Goodness-of-Fit Test¶

Overview¶

The Goodness-of-Fit Test is a statistical procedure used to evaluate the degree to which an observed frequency distribution matches an expected distribution, usually for discrete or categorical data. This test assesses whether the observed frequencies of events across different categories align with the expected frequencies predicted by a specific theoretical model or hypothesis. By comparing observed and expected counts, the test determines if any significant differences exist, which might suggest that the observed data does not fit the expected pattern.

The most widely used Goodness-of-Fit Test is the Chi-Square Goodness-of-Fit Test, which is particularly effective for categorical data. This test calculates the difference between observed and expected frequencies across categories and uses this information to evaluate the likelihood that any observed variation is due to random chance rather than a deviation from the expected distribution.

Example Scenario¶

Suppose a company claims that its market share across three age groups—18-25, 26-40, and 41+—is evenly distributed, with one-third of its customers falling into each age category. To verify this claim, a researcher randomly surveys 300 customers and records their age groups. The Goodness-of-Fit Test can be used to determine if the observed distribution of customers across these age groups significantly differs from the company's claimed distribution, or if the actual customer age distribution fits the company's stated proportions.

Hypotheses¶

Null Hypothesis (\(H_0\)): The observed data follows the expected distribution.
Alternative Hypothesis (\(H_A\)): The observed data does not follow the expected distribution.

Frequency Table¶

In a Goodness-of-Fit Test, we use a frequency table that shows:

Categories or Groups: The different categories for a single variable (e.g., age groups, product preferences, etc.).
Observed Frequencies: The actual counts observed in each category from the sample data.
Expected Frequencies: The counts expected in each category based on a hypothesized distribution (often given as a proportion or percentage for each category).

For example, if we are testing whether customer age distribution fits a company's claim that customers are evenly distributed across three age groups (18-25, 26-40, and 41+), the frequency table might look like this:

Age Group	Observed Frequency	Expected Frequency
18-25	90	100
26-40	120	100
41+	90	100

The Goodness-of-Fit Test compares the observed frequencies to the expected frequencies to see if there is a significant difference, indicating a possible deviation from the claimed distribution.

Expected Frequencies¶

The expected frequencies are the theoretical counts we would expect in each category if the null hypothesis were true.

Uniform Distribution¶

If we expect the counts to be evenly distributed across all categories, then each category's expected frequency is simply:

\[ E_i = \frac{\text{Total Sample Size}}{\text{Number of Categories}} \]

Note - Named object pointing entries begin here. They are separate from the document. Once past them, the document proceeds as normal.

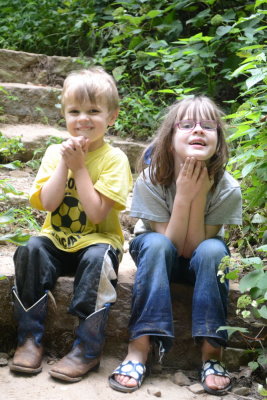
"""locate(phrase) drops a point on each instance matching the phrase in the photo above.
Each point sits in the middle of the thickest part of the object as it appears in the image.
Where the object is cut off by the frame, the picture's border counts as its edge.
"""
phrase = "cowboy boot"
(87, 348)
(29, 353)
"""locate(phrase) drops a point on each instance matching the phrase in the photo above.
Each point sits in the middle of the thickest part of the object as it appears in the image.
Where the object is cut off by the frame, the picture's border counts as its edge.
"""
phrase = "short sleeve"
(47, 167)
(149, 201)
(115, 180)
(225, 205)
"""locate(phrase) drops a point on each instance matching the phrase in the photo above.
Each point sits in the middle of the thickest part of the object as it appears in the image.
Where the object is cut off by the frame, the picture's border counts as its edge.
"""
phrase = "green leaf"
(252, 261)
(18, 238)
(248, 168)
(263, 312)
(253, 80)
(153, 13)
(232, 274)
(263, 282)
(223, 30)
(118, 72)
(232, 329)
(253, 365)
(6, 219)
(243, 68)
(262, 248)
(250, 280)
(258, 219)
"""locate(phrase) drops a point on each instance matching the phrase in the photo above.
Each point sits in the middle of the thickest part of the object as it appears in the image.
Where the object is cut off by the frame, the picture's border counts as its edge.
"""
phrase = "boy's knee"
(212, 249)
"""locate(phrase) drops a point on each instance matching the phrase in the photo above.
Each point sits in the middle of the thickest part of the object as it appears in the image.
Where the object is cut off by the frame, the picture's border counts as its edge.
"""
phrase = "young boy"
(82, 183)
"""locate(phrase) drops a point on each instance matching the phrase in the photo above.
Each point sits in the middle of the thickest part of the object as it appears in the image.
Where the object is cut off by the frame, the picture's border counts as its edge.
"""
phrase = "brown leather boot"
(74, 365)
(28, 357)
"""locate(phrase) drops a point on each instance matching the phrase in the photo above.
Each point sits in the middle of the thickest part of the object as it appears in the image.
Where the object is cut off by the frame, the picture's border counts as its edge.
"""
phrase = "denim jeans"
(39, 264)
(158, 264)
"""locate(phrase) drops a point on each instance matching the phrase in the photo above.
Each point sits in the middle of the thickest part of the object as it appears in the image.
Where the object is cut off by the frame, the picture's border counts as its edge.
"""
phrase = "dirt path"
(94, 386)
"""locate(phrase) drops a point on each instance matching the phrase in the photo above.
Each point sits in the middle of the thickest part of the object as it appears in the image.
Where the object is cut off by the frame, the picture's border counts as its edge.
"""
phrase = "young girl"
(183, 199)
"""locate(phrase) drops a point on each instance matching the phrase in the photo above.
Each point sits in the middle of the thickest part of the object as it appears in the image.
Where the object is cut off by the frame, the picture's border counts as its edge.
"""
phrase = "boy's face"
(89, 120)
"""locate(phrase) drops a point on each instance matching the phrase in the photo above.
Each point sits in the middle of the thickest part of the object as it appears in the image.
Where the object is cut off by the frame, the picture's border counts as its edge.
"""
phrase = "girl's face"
(88, 120)
(194, 137)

where \(E_i\) is the expected frequency for each category.

For example, if we have 300 customers distributed equally across three age groups, each age group's expected frequency would be:

\[ E_i = \frac{300}{3} = 100 \]

Proportional Distribution¶

Often, the expected distribution is not uniform but rather follows specific proportions. In this case, the expected frequency for each category is calculated by:

\[ E_i = p_i \times \text{Total Sample Size} \]

where \(p_i\) is the expected proportion for category \(i\).

For instance, if a company believes 40% of its customers are aged 18-25, 30% are aged 26-40, and 30% are aged 41+, the expected frequencies for a sample of 300 customers would be:

Age 18-25: \(E = 0.4 \times 300 = 120\)
Age 26-40: \(E = 0.3 \times 300 = 90\)
Age 41+: \(E = 0.3 \times 300 = 90\)

Test Statistic¶

The test statistic for the Chi-Square Goodness-of-Fit Test is calculated using the formula

\[ \chi^2 = \sum_{i=1}^k \frac{(O_i - E_i)^2}{E_i} \]

where:

\(O_i\) = Observed frequency in category \(i\)
\(E_i\) = Expected frequency in category \(i\)

Degrees of Freedom¶

The degrees of freedom (\(\text{df}\)) for the Chi-Square Goodness-of-Fit Test is calculated as

\[ \text{df} = k - 1 \]

where \(k\) is the number of categories.

Critical Region¶

\[ \begin{array}{lll} \text{Null} & \text{The observed data follows the expected distribution} \\ & \text{Observed frequencies are close to expected frequencies} \\ & O_{i} \approx E_{i} \quad \Rightarrow \quad \text{statistic} \approx 0 \\ \\ \text{Alternative} & \text{The observed data does not follow the expected distribution} \\ & \text{Observed frequencies are quite different from expected frequencies} \\ & O_{i} \not\approx E_{i} \quad \Rightarrow \quad \text{statistic} \approx \text{large positive number} \end{array} \]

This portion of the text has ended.